Hispanic Association of Colleges and Universities
- Abbreviation: HACU
- Formation: 1986; 40 years ago
- Type: Education advocacy association
- Headquarters: United States
- Region served: United States, Puerto Rico, Latin America, Spain
- Membership: 500+ colleges and universities
- Website: www.hacu.net

= Hispanic Association of Colleges and Universities =

American nonprofit organization

The Hispanic Association of Colleges and Universities (HACU) is a nonprofit organization dedicated to promoting Hispanic student success in higher education. Founded in 1986 with an initial membership of eighteen institutions, HACU has since grown into a network of more than 500 colleges and universities across the United States, Puerto Rico, Latin America, Spain, and select U.S. school districts. (Note: As of 2003, "HACU represents close to 300 academic institutions in the United States, Puerto Rico, and abroad. HACU member institutions serve close to two-thirds of Hispanic college students in the United States.")

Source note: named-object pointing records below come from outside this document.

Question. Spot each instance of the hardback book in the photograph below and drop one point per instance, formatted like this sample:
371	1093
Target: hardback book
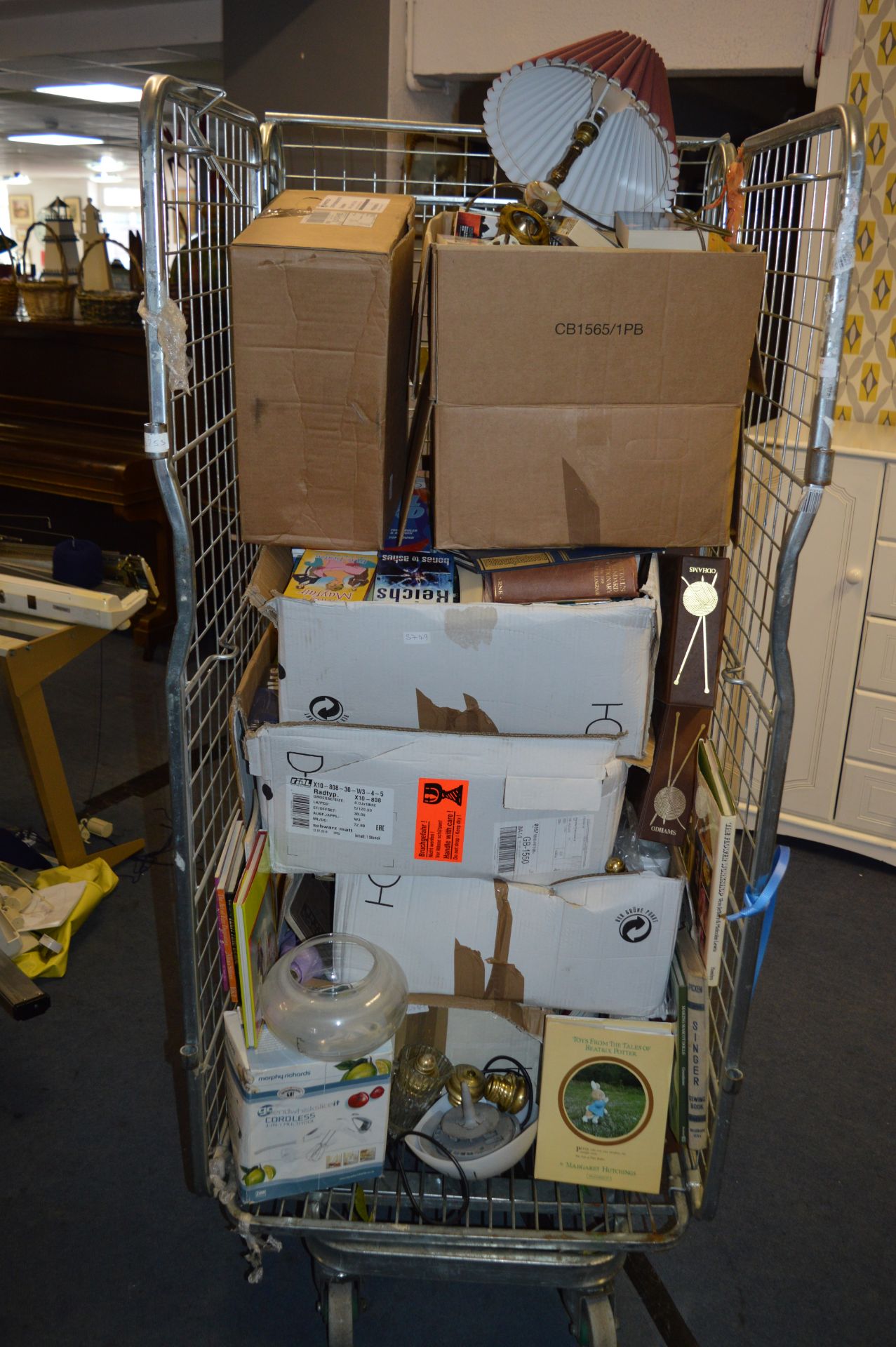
678	1093
604	1102
414	578
504	561
694	603
225	864
690	977
332	575
713	827
596	578
663	796
256	934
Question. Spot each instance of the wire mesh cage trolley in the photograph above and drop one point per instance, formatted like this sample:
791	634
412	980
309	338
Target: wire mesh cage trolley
208	168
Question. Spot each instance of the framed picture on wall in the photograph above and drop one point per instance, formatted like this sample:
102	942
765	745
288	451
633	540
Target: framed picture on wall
20	208
74	210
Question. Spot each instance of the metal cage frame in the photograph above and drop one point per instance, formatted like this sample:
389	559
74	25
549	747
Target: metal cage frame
210	162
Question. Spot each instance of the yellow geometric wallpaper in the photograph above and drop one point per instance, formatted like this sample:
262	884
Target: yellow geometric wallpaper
868	372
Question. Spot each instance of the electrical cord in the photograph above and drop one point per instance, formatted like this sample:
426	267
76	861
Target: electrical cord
399	1165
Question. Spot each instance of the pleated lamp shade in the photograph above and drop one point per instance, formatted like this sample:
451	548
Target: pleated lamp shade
533	109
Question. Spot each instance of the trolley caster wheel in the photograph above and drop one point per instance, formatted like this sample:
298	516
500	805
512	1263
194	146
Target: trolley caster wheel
340	1310
594	1322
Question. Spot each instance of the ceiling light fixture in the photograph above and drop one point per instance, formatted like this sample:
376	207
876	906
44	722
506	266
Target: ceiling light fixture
55	138
95	93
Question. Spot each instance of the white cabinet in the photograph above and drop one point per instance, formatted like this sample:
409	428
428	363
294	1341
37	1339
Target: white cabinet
841	774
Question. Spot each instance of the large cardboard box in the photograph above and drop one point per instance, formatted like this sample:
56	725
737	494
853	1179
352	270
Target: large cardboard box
508	669
354	800
604	402
321	290
601	944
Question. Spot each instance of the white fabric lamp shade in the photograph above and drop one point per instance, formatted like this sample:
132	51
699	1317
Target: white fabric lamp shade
531	114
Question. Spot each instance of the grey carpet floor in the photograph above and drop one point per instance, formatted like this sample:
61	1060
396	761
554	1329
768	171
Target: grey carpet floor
102	1242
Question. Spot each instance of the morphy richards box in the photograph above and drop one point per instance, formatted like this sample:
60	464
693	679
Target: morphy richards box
321	287
601	944
508	669
606	406
354	800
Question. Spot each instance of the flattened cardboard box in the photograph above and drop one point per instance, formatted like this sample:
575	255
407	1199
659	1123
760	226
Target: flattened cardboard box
609	403
601	944
508	669
321	328
354	800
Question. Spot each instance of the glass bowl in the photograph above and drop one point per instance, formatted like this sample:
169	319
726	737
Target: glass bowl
335	997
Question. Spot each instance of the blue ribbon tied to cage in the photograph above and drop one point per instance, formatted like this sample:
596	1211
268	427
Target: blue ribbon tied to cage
759	900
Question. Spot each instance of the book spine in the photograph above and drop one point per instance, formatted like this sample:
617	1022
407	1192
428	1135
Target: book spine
697	1050
235	984
682	1067
244	960
716	918
601	578
225	949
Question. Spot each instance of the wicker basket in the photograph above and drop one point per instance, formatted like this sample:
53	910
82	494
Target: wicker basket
48	301
114	307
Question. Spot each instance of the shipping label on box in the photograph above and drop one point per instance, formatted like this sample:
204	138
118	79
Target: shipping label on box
359	800
298	1124
508	669
601	944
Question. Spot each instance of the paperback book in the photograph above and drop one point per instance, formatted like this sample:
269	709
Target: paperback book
713	841
329	577
414	578
256	934
225	887
604	1102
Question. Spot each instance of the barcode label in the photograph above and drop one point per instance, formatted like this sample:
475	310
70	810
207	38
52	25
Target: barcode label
375	205
354	219
506	852
549	847
342	810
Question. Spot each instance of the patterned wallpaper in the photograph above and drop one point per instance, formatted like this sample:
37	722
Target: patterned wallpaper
868	373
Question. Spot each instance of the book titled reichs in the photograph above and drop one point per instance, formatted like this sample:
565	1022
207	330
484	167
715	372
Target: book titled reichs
414	578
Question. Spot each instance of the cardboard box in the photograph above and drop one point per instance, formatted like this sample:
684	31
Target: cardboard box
293	1128
354	800
474	1031
606	404
508	669
601	944
321	290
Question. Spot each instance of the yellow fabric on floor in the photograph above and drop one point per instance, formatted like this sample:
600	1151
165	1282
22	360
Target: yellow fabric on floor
100	880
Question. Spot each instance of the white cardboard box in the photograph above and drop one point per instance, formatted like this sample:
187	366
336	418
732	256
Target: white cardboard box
295	1124
354	800
512	669
601	944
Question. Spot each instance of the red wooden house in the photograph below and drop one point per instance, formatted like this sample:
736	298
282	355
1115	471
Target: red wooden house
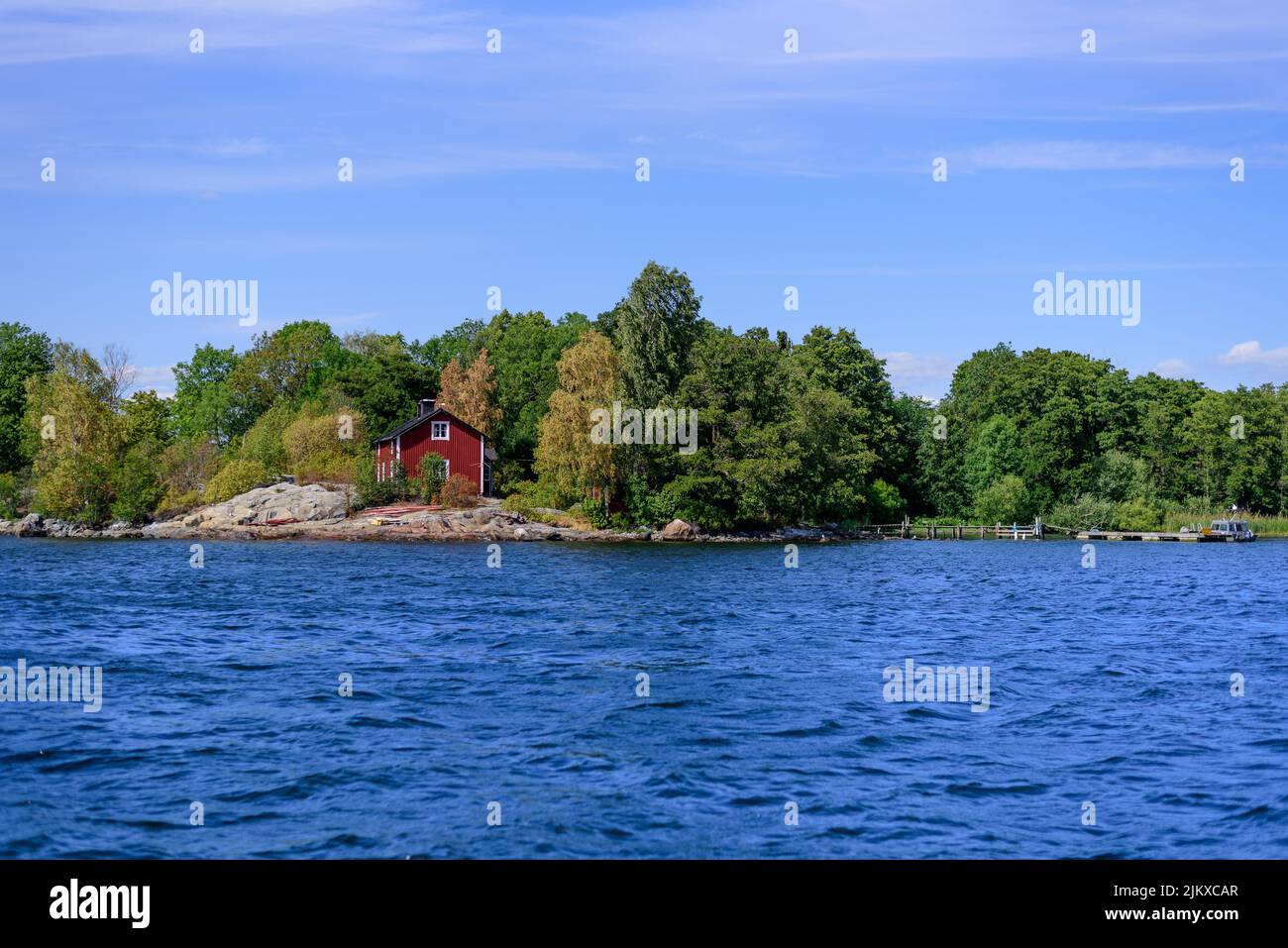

HACU is the only national association that represents Hispanic-Serving Institutions (HSIs). Its U.S. member institutions, while comprising just 17% of all higher education institutions, enroll approximately two-thirds of all Hispanic college students in the country.

==Mission and activities==
HACU’s mission is to champion Hispanic success in higher education. Its work includes:

- Advocating for improved federal and state policies and funding to support HSIs.
- Building the institutional capacity of member schools through research, technical assistance, and professional development.
- Developing strategic partnerships with corporate, government, and international organizations.
- Supporting the Hispanic education pipeline from early childhood through graduate education and into the workforce.

HACU is governed by a Board of Directors composed primarily of leaders from Hispanic-Serving Institutions.

==Membership==
HACU’s membership includes:
- Over 470 U.S.-based institutions, including four-year universities and community colleges
- Approximately 45 international institutions across Latin America and Spain
- U.S. school district affiliates focused on K–12 to college pathways

==Hispanic higher education==
According to HACU and U.S. government data:
- As of 2017, there were 59.1 million Hispanics in the U.S., representing 18.2% of the population.
- The median age for Hispanics was 29.0, compared to 37.9 for the total population.
- Hispanic buying power in 2016 was estimated at $1.4 trillion, with projections reaching $1.7 trillion by 2020.
- In 2016, 3.29 million Hispanics were enrolled in non-profit higher education institutions, including those in Puerto Rico.
- 46.0% of Hispanic undergraduates attended two-year colleges (compared to 36.6% of all undergraduates).

Despite increased enrollment, disparities remain in academic attainment:
- 29.5% of Hispanics aged 25+ had not completed high school as of 2017.
- Only 17.2% held a bachelor’s degree or higher, compared to 38.1% of non-Hispanic whites.

==Partnerships and impact==
HACU has played a role in shaping national education policy related to HSIs and in securing federal investments for programs that serve Hispanic and underserved student populations. The association is widely regarded as the leading voice on Hispanic higher education in the United States.

Its member institutions include both public and private universities, community colleges, and emerging HSIs. Institutions such as California State University, San Bernardino have been long-standing members.